= Caroline Bray =

British writer (1814–1905)

Caroline Bray, known as Cara Bray, née Hennell (4 June 1814 – 21 February 1905) was a British writer of children's stories and school textbooks. With her husband Charles Bray, she was a Freethinker and friend of George Eliot.

==Life==
Hennell was born in 1814. She was a daughter of the Unitarian family of James and Elizabeth Hennell (born Marshall). Her mother had been born in Loughborough in the East Midlands in 1778 and had the maiden name of Marshall. Her father was born in 1778 and he had become a partner in the Manchester merchants of Fazy & Co. Cara's eldest sister was Mary and another sister was Sara Hennell. The sisters are considered to be the basis for the fictional Meyrick family in George Eliot's 1876 novel Daniel Deronda.

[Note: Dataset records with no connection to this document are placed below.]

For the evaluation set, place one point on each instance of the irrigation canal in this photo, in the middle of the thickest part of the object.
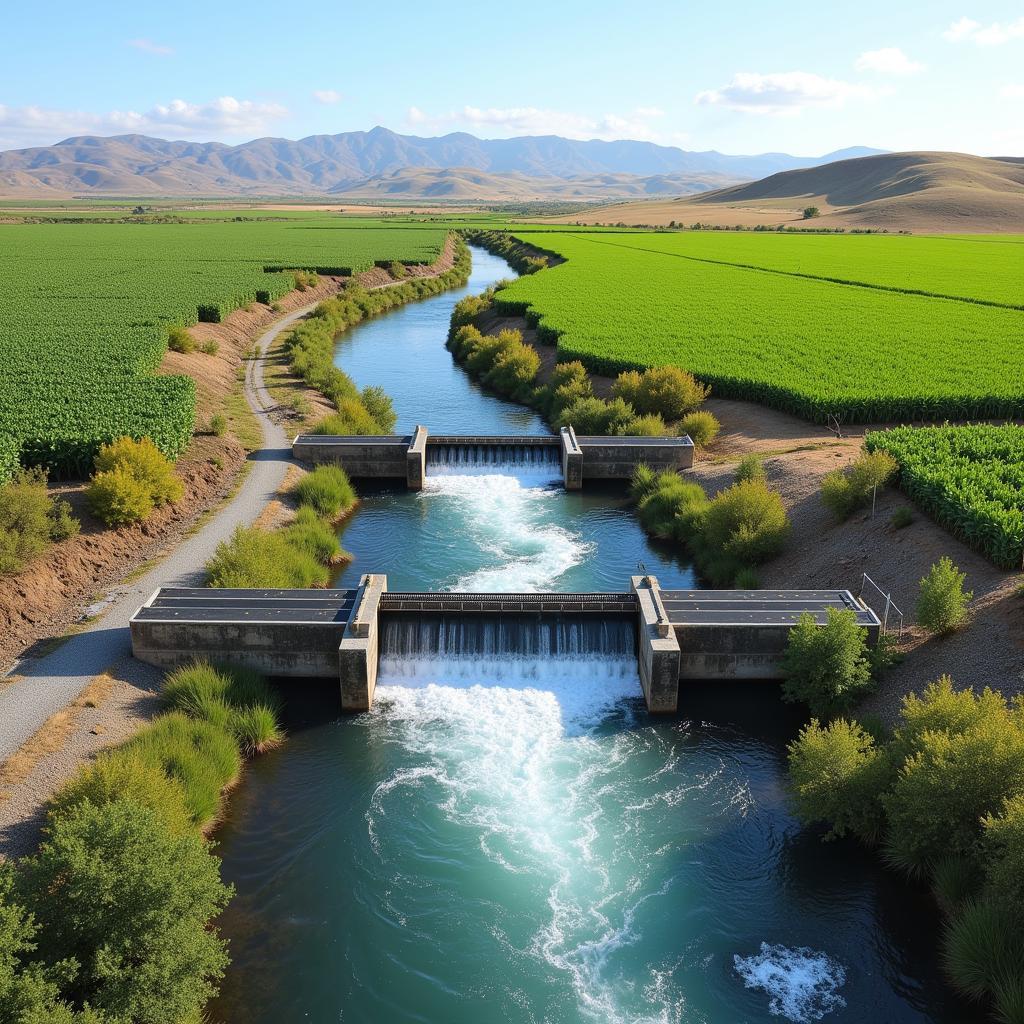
(516, 840)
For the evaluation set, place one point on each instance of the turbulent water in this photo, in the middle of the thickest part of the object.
(508, 836)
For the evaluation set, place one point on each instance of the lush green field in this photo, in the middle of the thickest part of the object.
(85, 311)
(814, 347)
(971, 479)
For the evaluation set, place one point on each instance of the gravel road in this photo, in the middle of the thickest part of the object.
(42, 686)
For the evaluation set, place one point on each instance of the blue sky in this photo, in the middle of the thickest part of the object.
(740, 77)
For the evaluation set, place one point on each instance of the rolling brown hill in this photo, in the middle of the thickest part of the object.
(920, 192)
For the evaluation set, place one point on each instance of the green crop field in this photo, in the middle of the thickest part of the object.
(971, 479)
(85, 311)
(814, 347)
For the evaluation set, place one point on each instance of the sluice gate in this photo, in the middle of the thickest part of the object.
(417, 456)
(344, 634)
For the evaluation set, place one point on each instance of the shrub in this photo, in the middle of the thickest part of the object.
(701, 427)
(942, 600)
(826, 667)
(902, 517)
(668, 391)
(201, 755)
(179, 340)
(836, 772)
(326, 489)
(747, 523)
(121, 774)
(129, 900)
(751, 468)
(30, 519)
(314, 537)
(980, 948)
(845, 491)
(256, 558)
(119, 498)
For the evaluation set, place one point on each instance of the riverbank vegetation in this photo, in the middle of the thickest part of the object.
(31, 520)
(969, 479)
(941, 797)
(728, 536)
(855, 341)
(111, 921)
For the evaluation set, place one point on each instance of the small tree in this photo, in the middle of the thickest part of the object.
(942, 602)
(826, 667)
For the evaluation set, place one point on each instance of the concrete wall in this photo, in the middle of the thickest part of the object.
(358, 651)
(615, 459)
(657, 649)
(370, 457)
(273, 648)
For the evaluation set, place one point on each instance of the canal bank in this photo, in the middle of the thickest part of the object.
(530, 846)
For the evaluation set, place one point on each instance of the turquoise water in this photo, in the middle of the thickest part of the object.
(521, 843)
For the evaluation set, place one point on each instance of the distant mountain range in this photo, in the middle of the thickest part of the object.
(377, 163)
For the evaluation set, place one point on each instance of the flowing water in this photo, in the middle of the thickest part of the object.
(508, 837)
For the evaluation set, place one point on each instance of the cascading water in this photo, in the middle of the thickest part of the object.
(508, 836)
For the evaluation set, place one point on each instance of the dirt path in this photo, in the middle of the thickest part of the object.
(41, 686)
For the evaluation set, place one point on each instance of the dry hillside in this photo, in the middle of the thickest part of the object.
(920, 192)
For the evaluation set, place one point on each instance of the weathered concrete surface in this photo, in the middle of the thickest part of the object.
(384, 457)
(416, 460)
(571, 460)
(358, 652)
(616, 458)
(657, 648)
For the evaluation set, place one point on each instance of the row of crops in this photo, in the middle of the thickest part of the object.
(971, 479)
(85, 311)
(813, 347)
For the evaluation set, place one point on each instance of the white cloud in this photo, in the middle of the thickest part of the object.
(148, 46)
(783, 92)
(967, 29)
(888, 60)
(221, 118)
(536, 121)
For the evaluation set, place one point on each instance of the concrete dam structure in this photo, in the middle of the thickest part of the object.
(346, 635)
(414, 457)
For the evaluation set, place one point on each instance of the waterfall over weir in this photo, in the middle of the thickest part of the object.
(506, 650)
(511, 459)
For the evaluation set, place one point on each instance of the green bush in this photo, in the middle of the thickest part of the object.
(826, 667)
(122, 774)
(120, 894)
(668, 391)
(202, 756)
(257, 558)
(327, 491)
(118, 498)
(751, 467)
(701, 427)
(942, 601)
(836, 773)
(745, 523)
(179, 340)
(844, 491)
(30, 519)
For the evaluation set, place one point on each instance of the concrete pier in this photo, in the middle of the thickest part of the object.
(680, 635)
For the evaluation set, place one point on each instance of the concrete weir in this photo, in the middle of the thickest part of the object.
(680, 635)
(414, 457)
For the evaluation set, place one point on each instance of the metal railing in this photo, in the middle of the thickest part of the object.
(890, 607)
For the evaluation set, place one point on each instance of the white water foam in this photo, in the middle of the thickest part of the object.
(802, 985)
(509, 519)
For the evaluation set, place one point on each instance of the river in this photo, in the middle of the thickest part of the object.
(515, 840)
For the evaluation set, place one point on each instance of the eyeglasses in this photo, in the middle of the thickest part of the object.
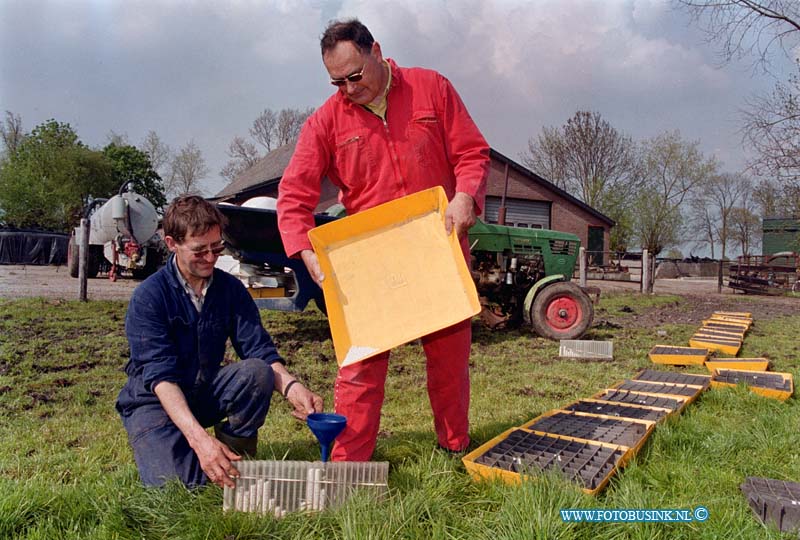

In 1836, Hennell married Charles Bray. Caroline's uncle, Samuel Hennell, manufactured ribbons in Coventry as did the family of Charles Bray. After her marriage to Bray, an enthusiastic skeptic, her brother Charles Hennell reviewed the evidences for Christian beliefs with the aim of parrying his brother-in-law's arguments. The result of the examination was that he became a sceptic himself, and in 1838 published an Enquiry concerning the Origin of Christianity in defence of his conclusions. In 1841 Charles Bray published The Philosophy of Necessity and this included as an appendix written by her sister Mary.

Cara Bray was a good friend to George Eliot and the National Portrait Gallery contains portraits of George Eliot and her father which are watercolours by Bray.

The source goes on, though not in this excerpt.